There are countless scams in the investment world, but the number is even greater when it comes to cryptocurrencies, mainly due to the incipient regulation and supervision of them, since there is no regulatory body to complain to, but that is a virtue or vice of digital currencies.

The main scams are the following:

  1. Impersonation of a trusted third party. The scammer pretends to be someone else.

  2. Plishing. This is the same as the previous one but it also infects the victim's device or installs malicious software or harmful computer code.

  3. Pyramid scams or Ponzi schemes involve paying previous investors with the money of more recent investors.

  4. Pump-and-dump. A person with a certain social or communal influence acquires a certain cryptocurrency, talks about the benefits of the project, falsely inflating the price of the asset, when in reality it is not.

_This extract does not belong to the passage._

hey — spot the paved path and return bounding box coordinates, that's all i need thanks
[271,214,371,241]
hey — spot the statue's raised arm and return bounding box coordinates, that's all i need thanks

  5. Fake exchanges or apps. The scammer creates a cryptocurrency exchange platform or other app to invest in digital asset projects, to fund himself, and when he considers that he is at high risk of being detected, he abandons the project, closes the website (network) and disappears with the funds.

These are the main scams in the world of cryptocurrencies, but there are countless other frauds.

Corollary.

We must be extremely cautious when deciding which platforms and intermediaries we will use for our cryptocurrency investments. Let's be careful. Good night.